Now, researchers in a new study have discovered that the color could shield harmful sunlight, particularly ultraviolet radiation.

David Lahti from the City University of New York and Dan Ardia out of Franklin and Marshall College have tested their hypothesis: pigmentation might help birds’ eggs balance out two opposite effects of the sun, namely transmission of light onto light-hued eggs and heating up of dark-colored ones.

“We quantitatively test four components of this hypothesis on variably colored eggs of the village weaverbird in a controlled light environment,” wrote the authors.

The theory proved true during the experiments: a light blue tint allowed the eggs to be warm without overheating. The more intensely colored blue eggshells better protected the insides from potentially from harmful UV radiation.

However, the color also led eggs to absorb more light and create an internal temperature that could be too hot for the baby’s incubation.

Dark-tinted eggs may be particularly dangerous in tropical environments, where the sun shines bright and is barely shielded by clouds.
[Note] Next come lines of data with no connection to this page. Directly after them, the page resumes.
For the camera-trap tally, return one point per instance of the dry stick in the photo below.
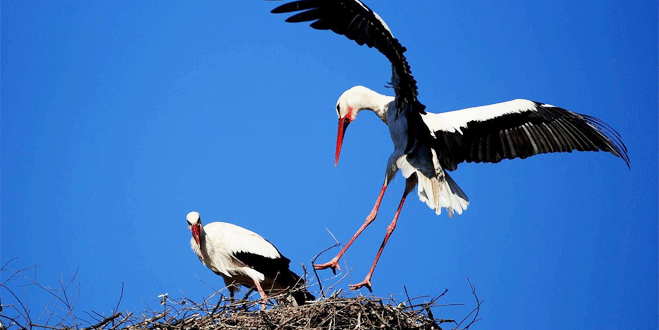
(408, 296)
(313, 264)
(475, 310)
(103, 323)
(122, 321)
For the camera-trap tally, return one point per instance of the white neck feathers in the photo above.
(361, 98)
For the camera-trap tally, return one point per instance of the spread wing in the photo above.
(516, 129)
(357, 22)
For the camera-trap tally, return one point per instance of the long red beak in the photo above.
(196, 230)
(343, 125)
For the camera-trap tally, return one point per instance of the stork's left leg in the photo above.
(410, 183)
(264, 297)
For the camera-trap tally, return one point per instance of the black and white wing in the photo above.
(516, 129)
(357, 22)
(248, 247)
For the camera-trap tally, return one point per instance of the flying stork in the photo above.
(242, 257)
(427, 145)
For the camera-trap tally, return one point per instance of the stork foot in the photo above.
(365, 283)
(334, 264)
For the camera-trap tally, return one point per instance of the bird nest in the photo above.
(336, 312)
(217, 311)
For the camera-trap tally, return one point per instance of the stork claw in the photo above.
(366, 282)
(333, 264)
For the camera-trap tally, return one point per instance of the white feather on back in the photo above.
(236, 239)
(454, 120)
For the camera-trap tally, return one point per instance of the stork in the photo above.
(427, 145)
(242, 257)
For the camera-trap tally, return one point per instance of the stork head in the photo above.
(352, 102)
(347, 107)
(194, 224)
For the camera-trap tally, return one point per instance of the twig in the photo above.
(103, 323)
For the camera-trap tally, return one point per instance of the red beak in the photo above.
(196, 230)
(343, 125)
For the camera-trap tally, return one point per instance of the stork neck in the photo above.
(377, 103)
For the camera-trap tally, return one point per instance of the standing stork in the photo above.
(426, 145)
(242, 257)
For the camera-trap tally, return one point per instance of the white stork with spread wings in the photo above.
(427, 145)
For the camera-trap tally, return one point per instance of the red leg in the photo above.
(264, 297)
(334, 263)
(410, 184)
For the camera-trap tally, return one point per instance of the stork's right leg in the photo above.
(334, 263)
(264, 297)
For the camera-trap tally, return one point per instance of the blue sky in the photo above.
(118, 118)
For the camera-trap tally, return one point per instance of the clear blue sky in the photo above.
(120, 117)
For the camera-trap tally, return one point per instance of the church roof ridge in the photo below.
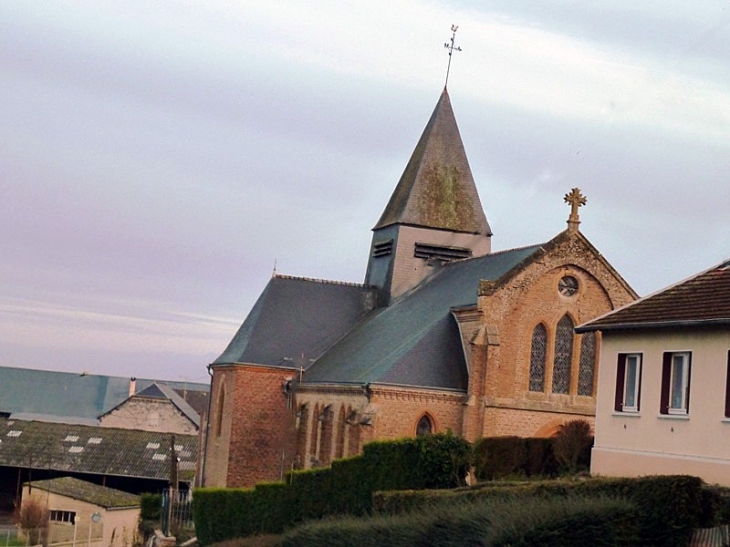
(323, 281)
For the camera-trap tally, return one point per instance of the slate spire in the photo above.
(437, 189)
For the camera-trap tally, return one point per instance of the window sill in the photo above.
(681, 417)
(626, 414)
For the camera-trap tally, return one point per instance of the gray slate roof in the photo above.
(96, 450)
(437, 189)
(295, 320)
(415, 340)
(71, 487)
(68, 397)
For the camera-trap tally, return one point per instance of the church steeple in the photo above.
(434, 215)
(437, 189)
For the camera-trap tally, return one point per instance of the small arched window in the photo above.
(221, 404)
(563, 355)
(425, 426)
(537, 358)
(587, 364)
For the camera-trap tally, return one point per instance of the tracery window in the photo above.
(587, 364)
(563, 354)
(537, 358)
(425, 426)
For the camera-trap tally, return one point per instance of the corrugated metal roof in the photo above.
(437, 189)
(415, 341)
(295, 320)
(703, 299)
(95, 450)
(89, 492)
(62, 395)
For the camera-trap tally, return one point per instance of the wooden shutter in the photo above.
(618, 405)
(727, 388)
(666, 380)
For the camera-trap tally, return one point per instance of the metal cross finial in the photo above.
(451, 48)
(576, 199)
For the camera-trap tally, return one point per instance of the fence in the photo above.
(9, 537)
(177, 515)
(711, 537)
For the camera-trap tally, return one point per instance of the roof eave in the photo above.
(652, 325)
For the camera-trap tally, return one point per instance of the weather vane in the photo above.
(451, 48)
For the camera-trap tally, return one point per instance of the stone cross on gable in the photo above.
(576, 199)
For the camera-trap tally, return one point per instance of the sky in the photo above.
(159, 160)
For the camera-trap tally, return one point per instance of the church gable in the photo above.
(544, 366)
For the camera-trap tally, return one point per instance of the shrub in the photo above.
(32, 518)
(540, 457)
(572, 445)
(497, 457)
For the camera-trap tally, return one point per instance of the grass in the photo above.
(562, 522)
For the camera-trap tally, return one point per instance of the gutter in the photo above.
(687, 323)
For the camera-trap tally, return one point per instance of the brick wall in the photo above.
(252, 434)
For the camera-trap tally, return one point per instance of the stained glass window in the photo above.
(563, 355)
(537, 358)
(587, 364)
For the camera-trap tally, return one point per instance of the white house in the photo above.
(83, 513)
(663, 401)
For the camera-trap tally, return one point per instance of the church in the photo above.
(443, 335)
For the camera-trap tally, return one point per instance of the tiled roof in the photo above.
(94, 450)
(415, 341)
(437, 188)
(703, 299)
(68, 397)
(77, 489)
(295, 320)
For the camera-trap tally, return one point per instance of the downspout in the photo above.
(206, 430)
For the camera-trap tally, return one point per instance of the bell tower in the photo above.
(434, 215)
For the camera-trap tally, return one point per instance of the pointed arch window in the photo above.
(587, 364)
(221, 404)
(537, 358)
(425, 426)
(563, 355)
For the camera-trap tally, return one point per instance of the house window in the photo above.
(563, 355)
(424, 427)
(628, 383)
(62, 516)
(537, 358)
(676, 369)
(587, 364)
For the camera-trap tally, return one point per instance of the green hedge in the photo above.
(509, 457)
(667, 508)
(516, 522)
(150, 506)
(432, 461)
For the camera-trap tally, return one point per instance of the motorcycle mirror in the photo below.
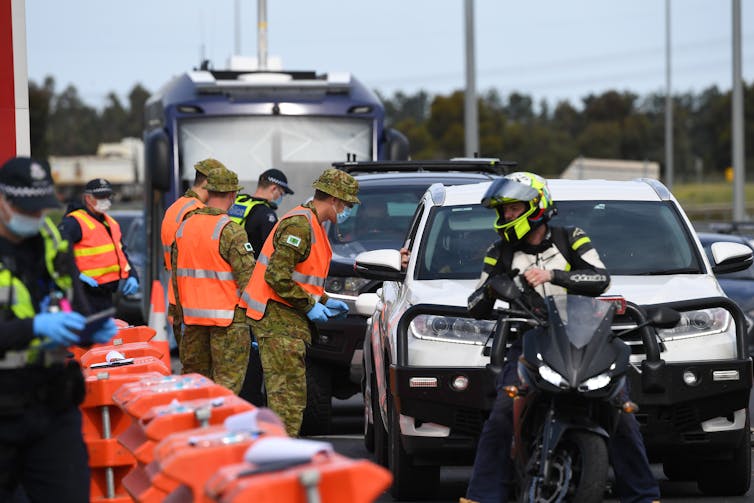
(663, 317)
(504, 288)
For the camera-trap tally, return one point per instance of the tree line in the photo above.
(541, 138)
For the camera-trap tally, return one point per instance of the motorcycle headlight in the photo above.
(596, 382)
(345, 285)
(553, 377)
(451, 329)
(698, 323)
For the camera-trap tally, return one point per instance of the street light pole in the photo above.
(668, 104)
(471, 126)
(739, 170)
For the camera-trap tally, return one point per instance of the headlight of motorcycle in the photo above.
(345, 285)
(698, 323)
(451, 329)
(553, 377)
(596, 382)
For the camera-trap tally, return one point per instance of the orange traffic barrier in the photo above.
(296, 477)
(137, 399)
(158, 317)
(102, 421)
(186, 460)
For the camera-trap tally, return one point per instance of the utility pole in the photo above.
(668, 104)
(262, 34)
(739, 169)
(237, 29)
(470, 116)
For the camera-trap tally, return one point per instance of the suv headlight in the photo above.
(345, 285)
(698, 323)
(451, 329)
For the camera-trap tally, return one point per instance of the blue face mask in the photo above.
(343, 215)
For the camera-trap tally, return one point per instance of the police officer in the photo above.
(257, 213)
(98, 247)
(194, 198)
(551, 260)
(286, 292)
(42, 451)
(212, 261)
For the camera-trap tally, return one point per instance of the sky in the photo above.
(549, 49)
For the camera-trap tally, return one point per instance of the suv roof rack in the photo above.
(466, 164)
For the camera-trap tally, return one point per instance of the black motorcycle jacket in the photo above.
(566, 251)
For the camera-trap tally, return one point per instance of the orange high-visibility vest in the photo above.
(99, 254)
(309, 274)
(207, 290)
(174, 215)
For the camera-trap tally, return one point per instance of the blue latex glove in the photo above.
(104, 334)
(319, 312)
(340, 307)
(130, 286)
(88, 280)
(59, 327)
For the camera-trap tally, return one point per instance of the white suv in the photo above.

Excessively light-colored eggs, on the other hand, may usher in too much UV radiation and not provide enough heating.

Dubbed as “pigment as parasol” and “dark car effect,” the two resulting patterns can be paired with the knowledge of the birds’ habitats and nesting behavior in order to carefully predict why birds’ eggs vary across species in color.

These findings show that if camouflage to protect from predators is the primary factor behind the evolution of dull, mottle egg colors, the varying effects of the sun are the answer behind brighter egg colors.

The findings were published in the journal The American Naturalist.

Birds’ eggs play a crucial role not only in nature, but also in captive breeding techniques. A strategy called “double-clutching,” for instance, involves the snatching of eggs from nests and hatching them under incubators, promoting mother birds to lay another set of eggs in the wild.